明かりのともったその店を、のぞき見したくなる。
僕は今のところ「ロックな生き方」はしていない、と思う。
そもそも「ロック」なるものをちゃんと把握しているかどうかもあやしく、さらには音楽全体のカテゴリわけが把握できるものなのかもよくわからない。
ゆえに、ロックらしき何かの、過剰過ぎるイメージばかりが印象にあるのかもしれない。
それにしてもその店から「無印商品で無難なものをそろえました」みたいな服装の人が出てきたときは、ちょっとだけ驚いた。
偏見なのだろうが、やはり革ジャンがよかった。
ひどく人の良さそうな顔だ。
これはどうすることもできないのかもしれないが「人の良さそうなロック」というものは想像しにくい。
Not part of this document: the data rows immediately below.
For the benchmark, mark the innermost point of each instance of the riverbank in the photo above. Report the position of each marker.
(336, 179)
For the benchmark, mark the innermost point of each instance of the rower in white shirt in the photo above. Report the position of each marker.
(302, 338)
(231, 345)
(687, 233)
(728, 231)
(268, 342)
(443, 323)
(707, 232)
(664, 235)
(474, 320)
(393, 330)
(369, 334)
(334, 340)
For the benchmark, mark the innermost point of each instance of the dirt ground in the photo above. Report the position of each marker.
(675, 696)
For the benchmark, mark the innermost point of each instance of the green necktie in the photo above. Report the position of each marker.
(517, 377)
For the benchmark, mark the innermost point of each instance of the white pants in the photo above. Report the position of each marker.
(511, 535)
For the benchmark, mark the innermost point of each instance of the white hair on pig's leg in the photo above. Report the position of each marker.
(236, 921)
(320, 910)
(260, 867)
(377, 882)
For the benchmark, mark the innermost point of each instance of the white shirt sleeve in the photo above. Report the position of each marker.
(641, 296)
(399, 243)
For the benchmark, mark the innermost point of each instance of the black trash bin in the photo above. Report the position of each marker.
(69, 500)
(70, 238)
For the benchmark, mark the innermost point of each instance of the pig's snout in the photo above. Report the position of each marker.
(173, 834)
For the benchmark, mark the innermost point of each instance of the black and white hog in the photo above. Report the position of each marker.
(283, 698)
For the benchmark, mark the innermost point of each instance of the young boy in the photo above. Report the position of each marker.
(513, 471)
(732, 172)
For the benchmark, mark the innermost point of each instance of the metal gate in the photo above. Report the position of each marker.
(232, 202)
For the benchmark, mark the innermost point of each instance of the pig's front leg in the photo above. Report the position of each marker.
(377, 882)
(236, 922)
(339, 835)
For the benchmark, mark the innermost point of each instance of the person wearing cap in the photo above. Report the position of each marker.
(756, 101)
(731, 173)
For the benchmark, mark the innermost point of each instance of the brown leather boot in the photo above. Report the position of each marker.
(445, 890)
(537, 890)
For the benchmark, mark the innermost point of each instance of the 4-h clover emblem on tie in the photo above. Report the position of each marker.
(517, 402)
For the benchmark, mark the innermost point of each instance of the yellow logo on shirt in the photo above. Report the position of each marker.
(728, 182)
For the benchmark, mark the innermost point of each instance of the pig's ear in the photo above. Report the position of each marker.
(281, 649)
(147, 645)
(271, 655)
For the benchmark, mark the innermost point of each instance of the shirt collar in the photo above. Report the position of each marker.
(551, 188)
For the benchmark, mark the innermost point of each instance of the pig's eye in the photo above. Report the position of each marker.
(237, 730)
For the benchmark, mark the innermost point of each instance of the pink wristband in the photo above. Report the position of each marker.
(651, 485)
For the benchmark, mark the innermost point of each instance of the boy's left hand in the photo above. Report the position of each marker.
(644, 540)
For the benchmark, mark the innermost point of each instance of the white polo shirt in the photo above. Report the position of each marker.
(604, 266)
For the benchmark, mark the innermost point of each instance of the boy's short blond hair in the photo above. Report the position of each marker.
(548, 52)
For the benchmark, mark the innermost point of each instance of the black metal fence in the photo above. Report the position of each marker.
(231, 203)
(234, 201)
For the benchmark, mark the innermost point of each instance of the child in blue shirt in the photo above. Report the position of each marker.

「髪型に興味を持った幼児に、セットしたての髪を触らせてあげる」
これはロックじゃない。
お父さんだ。
いや、そういうことじゃないのだろう。
「いつもはいい人だが、金曜夜はロック」
いや、そうですらない。
「いつもはいい人で、金曜夜はロック」
このくらいだろう。
いいこととロックは相反しないのだ。
人の良さそうな彼がケータイを取り出す。
もちろん折らず、普段の会話だ。
彼はお酒を飲んでいるだろうから、それを踏まえて、大型アンプを仕込んでいないタクシーか何かで帰るのだろう。